ImageBement became town historian in 1981, and now Janette Reeves is beginning to work with her in preparation for the eventual handing over of the reigns. "I do the whole nine yards," Bement says.  "I've always felt that a stranger to a town, as I was in 1959, is more apt to delve in and learn about the whole town, because I had no prejudices when I came here.  I didn't think that Ludlowville was the be-all and end-all when I came here, and I didn't think that Myers was, and I didn't think that South Lansing was different from North Lansing, although it is extremely different!  But I was more open to everything."

She receives frequent phone calls, emails, and unexpected visits from people doing genealogy.  "One of the most fun things I did last summer was when the Conrads came from California," she recalls.  "Doctor Conrad had been a pediatrician, and he was in his 80s.  His cousin was in his early 70s, and the baby of the group was in his early 60s.  I spent five hours with them because I have such wonderful records.  I found where every single one of their relatives were buried in Lansing.  We found every single grave and they took pictures of them.  We went to the old Dutch cemetery, Asbury Cemetery, and North Lansing Cemetery."

Sometimes she is asked to research history for the town.  "Now and then there will be a question," she says.  "Interesting things, too.  Often I'm asked by people doing deed searches for archaeological information -- are there any Indian graves here or things like that.  When they were investigating building the Watchtower Society building at Kingdom Farm (the project was never realized) I helped them on archaeology and history."

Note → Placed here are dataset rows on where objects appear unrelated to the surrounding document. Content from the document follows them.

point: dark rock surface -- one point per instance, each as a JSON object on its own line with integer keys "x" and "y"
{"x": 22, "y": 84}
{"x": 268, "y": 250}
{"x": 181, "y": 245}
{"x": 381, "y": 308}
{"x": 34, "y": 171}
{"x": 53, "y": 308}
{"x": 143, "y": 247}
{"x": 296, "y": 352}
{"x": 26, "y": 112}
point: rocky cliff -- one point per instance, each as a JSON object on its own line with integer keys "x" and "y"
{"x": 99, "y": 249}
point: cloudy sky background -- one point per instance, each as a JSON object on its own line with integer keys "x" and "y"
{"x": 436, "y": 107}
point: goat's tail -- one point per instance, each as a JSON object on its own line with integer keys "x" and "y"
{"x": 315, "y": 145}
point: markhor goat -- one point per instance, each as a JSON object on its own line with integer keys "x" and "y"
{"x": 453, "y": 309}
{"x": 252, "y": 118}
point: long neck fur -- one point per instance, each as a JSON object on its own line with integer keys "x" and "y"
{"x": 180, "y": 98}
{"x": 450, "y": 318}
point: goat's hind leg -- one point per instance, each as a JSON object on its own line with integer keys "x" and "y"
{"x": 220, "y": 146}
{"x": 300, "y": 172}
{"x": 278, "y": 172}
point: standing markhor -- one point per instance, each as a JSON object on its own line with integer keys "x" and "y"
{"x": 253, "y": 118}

She can't always help everyone, especially when she is asked for things that have nothing to do with the town.  "It's a joy to be town historian, but you do meet some crazies!" she says.  "They call you on the phone and if you can't tell them the answer they don't want to give up."

New York State law requires all cities, towns, and villages to have an official historian.  Bement sees it as a compliment to the work she does that she has been on the town payroll since 1987 as well as the town constructing record building, which was just completed.  Prior to that she somehow managed to keep track of everything spread around town, in her house, and a rental storage unit.  Through all of that she continues to love being Lansing's historian.  "It's so interesting," she says.  "You meet a lot of wonderful people.  I'm a born historian so I love to do research.  I love prime sources, that's my favorite thing.  It's just fun."